Canto como resultado de uma revolução. A família do meu pai fugiu de Cuba e veio para o Brasil. Ele acabou se apaixonando e teve frutos aqui. Na minha casa, a música era uma placenta que transferia alimento intelectual e emocional. Ouvíamos canções cubanas como forma de estancar uma dor." Essas frases recém-ditas, que poderiam retratar o sofrimento de um artista latino-americano em uma situação-limite no cinema, adquirem força de vida real na voz de Marina de la Riva, 30, tanto no palco quanto na sinceridade da mesma ao telefone.

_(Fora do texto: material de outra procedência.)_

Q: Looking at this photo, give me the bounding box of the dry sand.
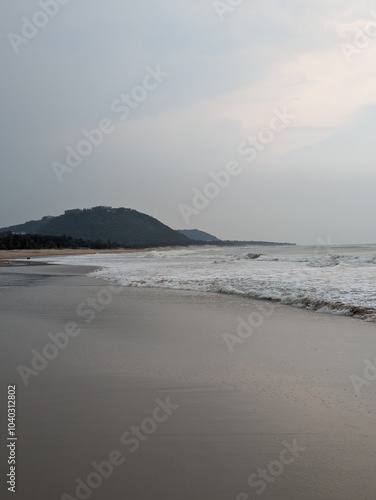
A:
[0,265,375,499]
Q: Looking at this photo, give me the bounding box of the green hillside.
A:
[178,229,220,242]
[0,207,190,247]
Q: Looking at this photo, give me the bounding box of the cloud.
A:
[1,0,376,243]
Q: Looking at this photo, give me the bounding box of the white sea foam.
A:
[34,244,376,322]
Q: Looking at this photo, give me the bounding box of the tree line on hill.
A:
[0,231,294,251]
[0,232,131,251]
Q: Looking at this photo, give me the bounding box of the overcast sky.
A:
[1,0,376,244]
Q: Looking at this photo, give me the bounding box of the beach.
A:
[0,248,146,266]
[1,263,376,499]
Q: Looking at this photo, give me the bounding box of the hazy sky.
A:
[1,0,376,244]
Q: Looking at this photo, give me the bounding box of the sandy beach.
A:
[1,264,376,499]
[0,248,145,266]
[0,247,192,268]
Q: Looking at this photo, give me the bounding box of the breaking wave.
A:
[33,245,376,323]
[253,253,376,267]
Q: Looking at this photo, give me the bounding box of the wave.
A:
[91,270,376,323]
[33,246,376,323]
[251,253,376,268]
[139,250,376,268]
[214,286,376,322]
[142,251,168,259]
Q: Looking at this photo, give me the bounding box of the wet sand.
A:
[0,265,376,499]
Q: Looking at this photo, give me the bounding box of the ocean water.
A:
[35,244,376,322]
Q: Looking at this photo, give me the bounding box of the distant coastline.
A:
[0,240,295,266]
[0,207,296,252]
[0,227,295,267]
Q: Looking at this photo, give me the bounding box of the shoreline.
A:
[0,247,144,263]
[3,252,375,324]
[0,242,294,265]
[0,246,191,266]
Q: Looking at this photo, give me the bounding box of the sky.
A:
[1,0,376,245]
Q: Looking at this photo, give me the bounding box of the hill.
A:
[0,207,190,247]
[178,229,220,242]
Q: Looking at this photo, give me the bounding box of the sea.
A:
[35,244,376,322]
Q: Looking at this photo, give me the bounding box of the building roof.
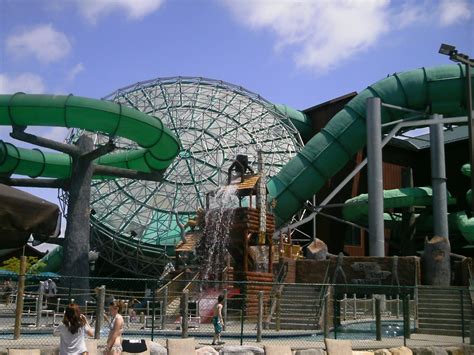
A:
[388,125,468,152]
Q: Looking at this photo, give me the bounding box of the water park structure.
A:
[0,54,474,351]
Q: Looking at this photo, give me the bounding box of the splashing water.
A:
[197,185,238,281]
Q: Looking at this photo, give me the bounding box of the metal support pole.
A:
[375,298,382,341]
[36,288,44,328]
[162,286,168,330]
[323,294,329,338]
[275,290,281,332]
[403,294,410,341]
[353,293,357,320]
[430,116,449,238]
[94,285,105,340]
[461,290,465,343]
[151,281,157,341]
[181,291,189,338]
[223,289,228,331]
[312,195,317,240]
[367,97,385,256]
[466,63,474,213]
[14,256,27,339]
[257,291,263,342]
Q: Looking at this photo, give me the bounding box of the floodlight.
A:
[439,43,456,56]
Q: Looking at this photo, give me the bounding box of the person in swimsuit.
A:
[212,295,224,345]
[106,300,124,355]
[53,303,94,355]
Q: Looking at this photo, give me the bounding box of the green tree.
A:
[0,256,46,274]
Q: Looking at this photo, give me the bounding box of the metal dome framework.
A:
[65,77,304,276]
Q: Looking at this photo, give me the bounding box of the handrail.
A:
[264,261,287,327]
[316,261,331,322]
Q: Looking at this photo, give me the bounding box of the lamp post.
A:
[439,44,474,213]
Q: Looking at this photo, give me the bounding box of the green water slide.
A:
[268,64,474,227]
[0,94,181,178]
[341,185,474,242]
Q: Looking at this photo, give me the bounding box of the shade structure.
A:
[0,184,60,249]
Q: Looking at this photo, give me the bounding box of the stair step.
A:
[417,327,470,336]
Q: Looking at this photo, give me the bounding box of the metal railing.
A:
[0,274,472,351]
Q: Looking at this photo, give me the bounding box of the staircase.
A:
[417,286,473,337]
[268,284,324,330]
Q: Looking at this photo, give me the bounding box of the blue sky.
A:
[0,0,473,249]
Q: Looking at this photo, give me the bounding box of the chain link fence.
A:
[0,274,471,351]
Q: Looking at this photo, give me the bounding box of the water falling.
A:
[196,185,238,281]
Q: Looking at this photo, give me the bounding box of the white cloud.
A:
[6,24,71,64]
[66,62,85,82]
[76,0,165,23]
[439,0,472,26]
[223,0,472,74]
[0,73,45,94]
[224,0,391,73]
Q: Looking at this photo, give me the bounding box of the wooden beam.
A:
[93,165,164,182]
[0,177,69,189]
[10,127,80,156]
[81,141,115,161]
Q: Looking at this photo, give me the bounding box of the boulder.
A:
[294,350,326,355]
[306,238,328,260]
[374,349,391,355]
[219,345,264,354]
[445,347,464,355]
[411,348,448,355]
[388,347,413,355]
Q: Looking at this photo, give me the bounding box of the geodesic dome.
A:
[68,77,304,276]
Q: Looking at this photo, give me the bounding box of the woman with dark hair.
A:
[53,303,94,354]
[106,300,124,355]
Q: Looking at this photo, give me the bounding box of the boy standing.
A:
[212,295,224,345]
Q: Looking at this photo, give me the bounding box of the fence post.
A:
[353,293,357,320]
[461,289,465,343]
[257,291,263,342]
[372,296,376,319]
[162,286,168,330]
[14,256,27,340]
[323,293,329,338]
[396,294,400,319]
[223,288,228,331]
[68,277,72,302]
[403,293,410,342]
[181,291,189,338]
[94,285,105,340]
[375,297,381,341]
[342,293,346,321]
[275,290,281,332]
[151,280,157,341]
[36,287,44,328]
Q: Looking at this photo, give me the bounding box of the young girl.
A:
[106,300,124,355]
[53,303,94,355]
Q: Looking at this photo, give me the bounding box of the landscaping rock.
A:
[388,346,413,355]
[196,346,219,355]
[411,348,448,355]
[445,347,464,355]
[219,345,264,354]
[374,350,391,355]
[294,349,326,355]
[149,341,167,355]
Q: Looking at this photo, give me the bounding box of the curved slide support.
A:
[342,187,474,243]
[268,64,474,227]
[0,94,181,178]
[342,187,457,224]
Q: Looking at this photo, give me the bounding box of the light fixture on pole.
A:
[439,43,474,213]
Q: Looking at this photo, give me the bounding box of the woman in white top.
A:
[106,300,124,355]
[53,303,94,355]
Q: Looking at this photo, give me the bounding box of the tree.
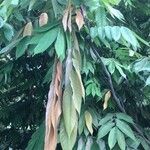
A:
[0,0,150,149]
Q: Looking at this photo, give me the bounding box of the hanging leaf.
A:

A carioca une a sonoridade dos gênios do país de Fidel - das décadas de 1930, 40, 50 e 60 - com um suingue genuinamente nacional. "O resgate é como uma dívida que você tem que pagar, senão ela fica sendo cobrada e acaba se transformando em um espinho. Pego um clássico cubano, por exemplo, e coloco a maresia da bossa nova. E a parte afetiva dessas composições ainda faz muito sentido hoje, porque a humanidade permanece com emoções inalteradas. Acredito que a arte perdura através do tempo, a visão que você tem dela é que muda."

O álbum de estréia de Marina de la Riva (homônimo, previsto para abril) levou três anos para ser produzido e começou a ser criado, no imaginário da intérprete, em um show do pianista Bebo Valdés. "Transbordei de tal forma que entendi o que precisava fazer. Era a hora de olhar para trás e procurar o que deixei", explica. Para escolher o repertório da sensível biografia, a artista chegou a gravar 23 pérolas (entre elas, versões emocionadas de "Te Amare Y Después", de Silvio Rodriguez, "Ta-Hi", de Joubert de Carvalho, e "Central Constancia", de Enrique Jorrín): "Colocava a voz e ficava ouvindo para ver se as músicas também me escolhiam. Quando vi que o sentimento era mútuo, a seleção começou a ser feita", suspira, lembrando que o trabalho foi produzido em uma ponte aérea "física e de idéias". "Fiz por amor. Nunca tinha ido a Cuba, mas essa viagem foi muito importante e significou uma espécie de volta, porque meu coração vivia lá."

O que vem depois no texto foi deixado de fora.